The Map object maintains all master shards on the current node. The IP address is stored to facilitate the determination of the main fragment on the node, and because the result returned by the Elastic Search cluster contains all the nodes, the main fragment is separated from all other main fragments by the IP address.
Design of Map object: and splicing the hash character string with the index value with a new character string formed by the fragment number, wherein the key is the English name of the index.
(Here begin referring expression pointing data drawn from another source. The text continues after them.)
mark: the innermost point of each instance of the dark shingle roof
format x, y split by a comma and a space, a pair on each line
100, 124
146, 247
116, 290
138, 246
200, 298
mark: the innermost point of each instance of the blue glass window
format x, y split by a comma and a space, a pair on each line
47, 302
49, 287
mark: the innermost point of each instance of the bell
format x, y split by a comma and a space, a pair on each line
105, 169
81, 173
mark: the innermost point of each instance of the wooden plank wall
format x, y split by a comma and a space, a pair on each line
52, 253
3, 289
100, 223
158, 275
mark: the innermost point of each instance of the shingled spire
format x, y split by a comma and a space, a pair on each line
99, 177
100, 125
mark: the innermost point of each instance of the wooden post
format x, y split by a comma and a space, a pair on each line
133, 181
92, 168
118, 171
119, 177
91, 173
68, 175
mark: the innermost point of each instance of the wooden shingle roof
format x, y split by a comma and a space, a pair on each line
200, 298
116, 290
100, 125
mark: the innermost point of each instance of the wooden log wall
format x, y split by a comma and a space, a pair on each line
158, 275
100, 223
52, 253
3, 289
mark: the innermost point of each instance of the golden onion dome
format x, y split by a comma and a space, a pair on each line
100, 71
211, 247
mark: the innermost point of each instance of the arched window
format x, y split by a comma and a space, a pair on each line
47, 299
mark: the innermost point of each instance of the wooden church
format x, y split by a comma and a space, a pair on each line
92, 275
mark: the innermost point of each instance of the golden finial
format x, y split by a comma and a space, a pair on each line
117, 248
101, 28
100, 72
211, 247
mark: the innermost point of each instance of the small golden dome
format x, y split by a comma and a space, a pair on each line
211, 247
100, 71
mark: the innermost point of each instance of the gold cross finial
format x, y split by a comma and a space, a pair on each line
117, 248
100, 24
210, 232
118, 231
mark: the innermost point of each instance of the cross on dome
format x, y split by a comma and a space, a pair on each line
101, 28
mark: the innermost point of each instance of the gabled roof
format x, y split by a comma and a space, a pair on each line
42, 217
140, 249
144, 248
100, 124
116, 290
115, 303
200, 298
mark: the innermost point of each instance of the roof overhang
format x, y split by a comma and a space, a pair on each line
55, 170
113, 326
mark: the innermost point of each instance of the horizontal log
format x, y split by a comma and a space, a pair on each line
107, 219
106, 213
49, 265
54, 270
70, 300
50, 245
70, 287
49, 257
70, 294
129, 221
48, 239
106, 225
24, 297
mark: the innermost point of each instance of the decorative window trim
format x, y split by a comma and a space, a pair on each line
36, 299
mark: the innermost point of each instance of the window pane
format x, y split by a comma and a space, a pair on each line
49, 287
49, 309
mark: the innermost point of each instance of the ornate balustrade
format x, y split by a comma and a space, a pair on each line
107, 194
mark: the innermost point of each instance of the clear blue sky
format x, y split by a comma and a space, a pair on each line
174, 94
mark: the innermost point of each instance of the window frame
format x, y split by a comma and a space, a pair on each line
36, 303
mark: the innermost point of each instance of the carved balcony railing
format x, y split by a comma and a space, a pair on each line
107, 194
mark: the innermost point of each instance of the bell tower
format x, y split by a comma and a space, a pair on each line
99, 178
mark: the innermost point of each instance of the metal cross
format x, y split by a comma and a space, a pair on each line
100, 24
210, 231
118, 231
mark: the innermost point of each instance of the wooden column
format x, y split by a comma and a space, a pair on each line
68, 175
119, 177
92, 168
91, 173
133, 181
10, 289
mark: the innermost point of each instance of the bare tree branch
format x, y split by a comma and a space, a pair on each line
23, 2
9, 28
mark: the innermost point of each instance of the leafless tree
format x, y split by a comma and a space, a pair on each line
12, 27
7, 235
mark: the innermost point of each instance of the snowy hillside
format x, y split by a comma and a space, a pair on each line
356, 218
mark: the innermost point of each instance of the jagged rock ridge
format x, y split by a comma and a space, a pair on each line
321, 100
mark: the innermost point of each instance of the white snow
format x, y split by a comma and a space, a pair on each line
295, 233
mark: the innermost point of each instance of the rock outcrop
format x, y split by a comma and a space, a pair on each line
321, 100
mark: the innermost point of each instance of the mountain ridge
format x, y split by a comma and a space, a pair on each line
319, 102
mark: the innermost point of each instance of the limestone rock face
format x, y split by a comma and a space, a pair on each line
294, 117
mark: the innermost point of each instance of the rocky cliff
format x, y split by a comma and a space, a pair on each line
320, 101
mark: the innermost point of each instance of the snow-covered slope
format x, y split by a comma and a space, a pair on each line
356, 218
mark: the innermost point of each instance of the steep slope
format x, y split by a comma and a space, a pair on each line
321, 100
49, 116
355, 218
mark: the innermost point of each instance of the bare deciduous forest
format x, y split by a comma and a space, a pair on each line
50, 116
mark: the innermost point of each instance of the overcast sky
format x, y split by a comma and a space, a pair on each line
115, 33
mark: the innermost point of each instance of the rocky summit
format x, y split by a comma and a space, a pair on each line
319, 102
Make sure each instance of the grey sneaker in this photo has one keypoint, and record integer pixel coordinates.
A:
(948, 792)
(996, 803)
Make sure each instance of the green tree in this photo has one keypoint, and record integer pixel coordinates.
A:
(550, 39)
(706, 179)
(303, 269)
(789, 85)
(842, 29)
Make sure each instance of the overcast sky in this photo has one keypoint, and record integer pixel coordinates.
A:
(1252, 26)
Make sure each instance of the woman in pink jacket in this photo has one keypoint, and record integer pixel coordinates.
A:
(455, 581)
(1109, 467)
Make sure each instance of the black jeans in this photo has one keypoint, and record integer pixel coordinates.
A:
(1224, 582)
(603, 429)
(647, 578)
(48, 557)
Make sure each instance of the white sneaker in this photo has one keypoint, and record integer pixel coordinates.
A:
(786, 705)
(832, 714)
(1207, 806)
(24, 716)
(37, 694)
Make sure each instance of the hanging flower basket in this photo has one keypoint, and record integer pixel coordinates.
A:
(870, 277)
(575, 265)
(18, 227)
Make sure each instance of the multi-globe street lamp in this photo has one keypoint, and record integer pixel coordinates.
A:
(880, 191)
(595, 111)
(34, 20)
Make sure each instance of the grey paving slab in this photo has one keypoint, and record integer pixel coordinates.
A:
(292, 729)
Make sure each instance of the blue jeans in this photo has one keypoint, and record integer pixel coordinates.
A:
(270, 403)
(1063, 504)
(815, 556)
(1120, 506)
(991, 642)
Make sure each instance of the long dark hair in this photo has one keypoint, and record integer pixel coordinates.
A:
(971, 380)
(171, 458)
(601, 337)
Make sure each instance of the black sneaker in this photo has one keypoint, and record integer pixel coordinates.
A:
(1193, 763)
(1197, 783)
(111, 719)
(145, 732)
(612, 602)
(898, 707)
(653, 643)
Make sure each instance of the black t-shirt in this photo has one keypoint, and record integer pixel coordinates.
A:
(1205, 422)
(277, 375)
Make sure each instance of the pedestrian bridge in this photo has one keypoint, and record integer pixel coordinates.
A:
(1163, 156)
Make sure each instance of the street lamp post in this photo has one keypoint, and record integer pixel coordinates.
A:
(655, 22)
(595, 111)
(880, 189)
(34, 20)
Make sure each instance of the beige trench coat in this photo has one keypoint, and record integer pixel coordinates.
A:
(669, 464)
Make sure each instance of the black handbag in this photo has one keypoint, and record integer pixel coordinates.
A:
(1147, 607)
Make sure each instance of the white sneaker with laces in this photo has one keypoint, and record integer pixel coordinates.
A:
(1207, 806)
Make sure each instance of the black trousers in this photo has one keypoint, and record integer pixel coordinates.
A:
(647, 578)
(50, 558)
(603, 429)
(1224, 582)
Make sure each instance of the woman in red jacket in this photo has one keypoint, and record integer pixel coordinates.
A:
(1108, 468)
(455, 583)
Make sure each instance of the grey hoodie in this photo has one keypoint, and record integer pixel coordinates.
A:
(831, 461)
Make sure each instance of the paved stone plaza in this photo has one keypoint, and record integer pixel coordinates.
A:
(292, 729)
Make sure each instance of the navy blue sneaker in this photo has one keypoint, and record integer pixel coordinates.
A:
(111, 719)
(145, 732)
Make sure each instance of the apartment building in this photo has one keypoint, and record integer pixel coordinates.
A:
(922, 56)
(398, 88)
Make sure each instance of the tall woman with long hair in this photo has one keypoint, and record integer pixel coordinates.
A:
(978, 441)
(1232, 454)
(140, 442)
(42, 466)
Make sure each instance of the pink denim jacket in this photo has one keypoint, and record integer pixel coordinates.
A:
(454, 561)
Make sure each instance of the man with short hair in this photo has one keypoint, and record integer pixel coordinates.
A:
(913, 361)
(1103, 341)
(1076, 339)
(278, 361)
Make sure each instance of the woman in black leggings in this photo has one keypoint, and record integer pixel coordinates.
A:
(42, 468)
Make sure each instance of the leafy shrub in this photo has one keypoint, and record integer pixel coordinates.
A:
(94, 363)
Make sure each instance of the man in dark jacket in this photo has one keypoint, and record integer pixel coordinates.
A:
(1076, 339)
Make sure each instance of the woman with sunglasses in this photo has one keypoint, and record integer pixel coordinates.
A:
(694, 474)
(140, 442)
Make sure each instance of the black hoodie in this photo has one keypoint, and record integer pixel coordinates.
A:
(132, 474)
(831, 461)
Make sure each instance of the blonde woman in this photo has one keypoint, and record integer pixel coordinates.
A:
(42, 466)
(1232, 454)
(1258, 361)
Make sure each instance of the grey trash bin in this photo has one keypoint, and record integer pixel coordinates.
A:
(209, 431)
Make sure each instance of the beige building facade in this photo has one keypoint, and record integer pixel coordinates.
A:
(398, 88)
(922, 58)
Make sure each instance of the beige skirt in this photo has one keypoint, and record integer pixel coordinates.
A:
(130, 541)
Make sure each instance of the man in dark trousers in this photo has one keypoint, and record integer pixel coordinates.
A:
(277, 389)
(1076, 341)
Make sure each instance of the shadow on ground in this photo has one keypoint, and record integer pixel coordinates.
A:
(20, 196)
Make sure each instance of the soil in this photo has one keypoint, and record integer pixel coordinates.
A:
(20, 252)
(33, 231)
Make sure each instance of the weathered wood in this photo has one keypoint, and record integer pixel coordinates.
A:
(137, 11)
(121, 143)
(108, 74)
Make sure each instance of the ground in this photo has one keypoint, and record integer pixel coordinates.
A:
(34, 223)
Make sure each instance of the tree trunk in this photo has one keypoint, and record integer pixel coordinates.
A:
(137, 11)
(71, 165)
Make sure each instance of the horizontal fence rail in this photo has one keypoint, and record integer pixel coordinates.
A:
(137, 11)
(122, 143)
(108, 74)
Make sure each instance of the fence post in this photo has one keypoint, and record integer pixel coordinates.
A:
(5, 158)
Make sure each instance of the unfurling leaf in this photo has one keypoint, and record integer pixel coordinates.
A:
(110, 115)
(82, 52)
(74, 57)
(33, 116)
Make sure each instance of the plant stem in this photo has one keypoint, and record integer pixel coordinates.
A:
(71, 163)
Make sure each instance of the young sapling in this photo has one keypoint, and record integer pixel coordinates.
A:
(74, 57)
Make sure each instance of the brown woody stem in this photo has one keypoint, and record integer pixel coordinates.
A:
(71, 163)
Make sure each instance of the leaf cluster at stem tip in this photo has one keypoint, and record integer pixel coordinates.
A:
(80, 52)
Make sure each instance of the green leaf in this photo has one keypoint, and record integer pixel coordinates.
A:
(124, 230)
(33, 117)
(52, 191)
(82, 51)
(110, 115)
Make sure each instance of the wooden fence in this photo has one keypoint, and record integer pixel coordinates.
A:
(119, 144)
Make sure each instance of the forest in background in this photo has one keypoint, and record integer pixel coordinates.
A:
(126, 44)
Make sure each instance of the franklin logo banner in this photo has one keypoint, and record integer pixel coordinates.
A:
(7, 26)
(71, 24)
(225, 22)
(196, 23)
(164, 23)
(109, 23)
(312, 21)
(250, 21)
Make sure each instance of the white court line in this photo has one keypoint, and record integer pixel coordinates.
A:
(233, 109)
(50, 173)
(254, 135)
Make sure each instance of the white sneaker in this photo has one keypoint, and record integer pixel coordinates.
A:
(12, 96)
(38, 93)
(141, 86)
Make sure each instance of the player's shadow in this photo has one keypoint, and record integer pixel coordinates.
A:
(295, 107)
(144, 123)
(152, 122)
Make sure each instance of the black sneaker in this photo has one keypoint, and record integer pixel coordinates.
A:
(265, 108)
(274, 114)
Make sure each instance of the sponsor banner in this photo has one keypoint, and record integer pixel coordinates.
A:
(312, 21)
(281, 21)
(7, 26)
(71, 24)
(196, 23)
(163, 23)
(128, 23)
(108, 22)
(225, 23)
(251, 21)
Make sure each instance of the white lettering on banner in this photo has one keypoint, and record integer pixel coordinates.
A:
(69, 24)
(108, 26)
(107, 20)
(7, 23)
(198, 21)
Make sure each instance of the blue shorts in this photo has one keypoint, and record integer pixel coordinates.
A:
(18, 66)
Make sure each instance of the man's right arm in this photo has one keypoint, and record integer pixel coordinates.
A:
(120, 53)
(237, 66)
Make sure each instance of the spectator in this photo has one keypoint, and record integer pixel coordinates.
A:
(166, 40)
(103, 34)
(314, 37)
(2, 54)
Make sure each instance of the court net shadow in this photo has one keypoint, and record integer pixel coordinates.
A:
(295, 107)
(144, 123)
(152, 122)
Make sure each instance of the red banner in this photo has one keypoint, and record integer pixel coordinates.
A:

As follows:
(TnRucew-ThawtzMZcfMXpw/4,flinkxw123)。
where TnRucew-thawttzmzcfmxpw is a hash string indexing the english name flinkxw123, with 4 being denoted as master partition number 4.
B, reading the pre-written log record of each main sub-slice under each node under the data disc directory on each node;
b1, traversing the data disk directory of each node to obtain the key value of the Map object, transmitting the key value of the Map object to the current node to obtain the path of the main fragment of each index on the disk, obtaining the file name set at the end of the main fragment directory of the & ltSUB & gt & lt ckp & gt under the path of the main fragment, and sequencing the obtained file sets according to the update time, wherein the update time closest to the current time is arranged at the forefront;
step B2: traversing the obtained pre-written log file set, reading the content in each file in a Java nio mode to obtain the offset (offset), the number of written pieces (numOps) and the file algebra (generation) of each file, and judging the value of the offset of each file; if the offset value of the file is less than or equal to 55, skipping the file, and if the offset value of the file is greater than 55, finding a corresponding log record file according to the file algebra, reading the byte number content of the specified offset, and adding or updating the offset into a Map object maintained by a current node. The offset 55 is defined because the content of the data can be completely successfully read at 55, which is advantageous.
According to the method, a file name set at the end of the segment of No. ckp is obtained through a path of a main segment, namely, the file name set is a pre-written log record, an Elastic Search can divide a data file by taking 65M as a standard, and the file at the end of the segment of No. ckp records some metadata information of the divided files; sorting the files according to the update time, wherein the latest time closest to the current time is ranked at the top; real-time updating can be realized, and the latest updating is obtained each time; when the data file is less than 65M, the data file is read once, after the data file is updated, the read data is skipped through the offset of the Map object record, and the data is read from the updated position.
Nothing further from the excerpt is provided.